Addition (corollarium).
So it is also in temporal things; for the temporal goods are given to us by God so that through them we may learn to honor, love and trust in God more; through corruption of our minds it happens that we serve and trust in God more heavily and less, yes, we seek God, serve Him, trust in Him more easily and more in misfortune than in prosperity. So it is also in spiritual things that the goods of grace and merits are given by God, so that we may be taught thereby to trust more and more in God; and behold, through the infirmity of our mind, which imagines something about this, it happens that one trusts more heavily and less in Him, yes, does not trust in Him at all, but that it is easier and safer to trust in God in sins than in good and merits.

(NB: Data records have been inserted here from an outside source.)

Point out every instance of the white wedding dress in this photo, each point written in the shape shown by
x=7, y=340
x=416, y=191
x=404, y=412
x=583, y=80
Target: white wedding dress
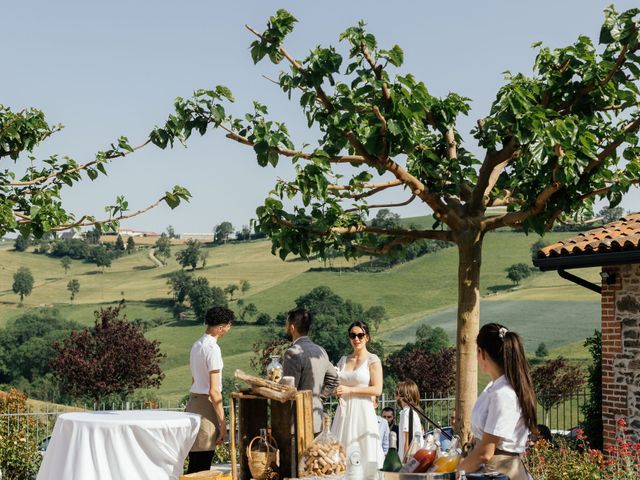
x=356, y=424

And just as it is dangerous when a person trusts in the good
is left because he does not learn to love God, or yet learns to do so very rarely and with difficulty: so also here it is dangerous if a person is left in great grace and merit until his death, for he will hardly or only very hardly learn to trust in God; indeed, without the Spirit not at all.

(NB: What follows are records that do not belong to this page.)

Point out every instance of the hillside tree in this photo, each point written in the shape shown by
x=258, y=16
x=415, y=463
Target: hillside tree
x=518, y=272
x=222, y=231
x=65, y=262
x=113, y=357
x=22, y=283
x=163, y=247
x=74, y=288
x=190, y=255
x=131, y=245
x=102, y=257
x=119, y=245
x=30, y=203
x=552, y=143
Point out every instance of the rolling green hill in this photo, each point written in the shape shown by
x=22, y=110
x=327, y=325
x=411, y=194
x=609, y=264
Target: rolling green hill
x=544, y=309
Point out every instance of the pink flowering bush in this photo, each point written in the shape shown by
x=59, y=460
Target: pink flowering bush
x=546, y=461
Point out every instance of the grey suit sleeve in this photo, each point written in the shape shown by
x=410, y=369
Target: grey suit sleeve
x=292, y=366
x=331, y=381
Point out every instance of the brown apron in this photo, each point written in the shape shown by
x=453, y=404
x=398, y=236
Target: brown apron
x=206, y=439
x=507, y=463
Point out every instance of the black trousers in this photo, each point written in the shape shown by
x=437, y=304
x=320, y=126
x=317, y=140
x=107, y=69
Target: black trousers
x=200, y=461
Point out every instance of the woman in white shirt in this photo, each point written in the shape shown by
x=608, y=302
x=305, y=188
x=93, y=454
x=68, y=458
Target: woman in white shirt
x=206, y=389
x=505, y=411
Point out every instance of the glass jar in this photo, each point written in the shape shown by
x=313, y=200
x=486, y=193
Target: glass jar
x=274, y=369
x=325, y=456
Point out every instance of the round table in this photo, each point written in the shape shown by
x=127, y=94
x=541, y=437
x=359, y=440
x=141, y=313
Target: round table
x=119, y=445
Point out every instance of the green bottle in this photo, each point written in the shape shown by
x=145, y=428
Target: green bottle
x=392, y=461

But lest anyone should take offense at these words, [I add]: One interjects: consequently one must sin and refrain from good, or, as was objected to the apostle [Rom. 3:8]: "Let us do evil, that good may come of it." For when we speak in this way, it seems as if we were giving permission to sin and forbidding good as harmful to salvation. Therefore I answer this, so that this may be rightly understood: Good works are not forbidden, indeed, they are most strongly advised in these words; but only this very carnal mind of ours, which trusts in these works and not in the mere mercy of God, is to be instructed, so that it may know that true hope is nothing but an infused power. With all our good works and efforts, we must seek to obtain such hope from God that we may become worthy of mercy, not that, when we have done these works, we should immediately presume that we have hope in our possession, but that we should know that we must always strive and seek for it. For this is why sin exists, that in sins we may be able to hope; but we may do good works as we please, but we must acknowledge that we are always in sins. But where a good life is not led, it is indeed difficult, but still more difficult for others. Therefore prayer alone remains, so that despair may be overcome on both sides, and hope may fall neither on the left nor on the right, "though a thousand fall on the left, and ten thousand on the right." [Ps. 91:7.]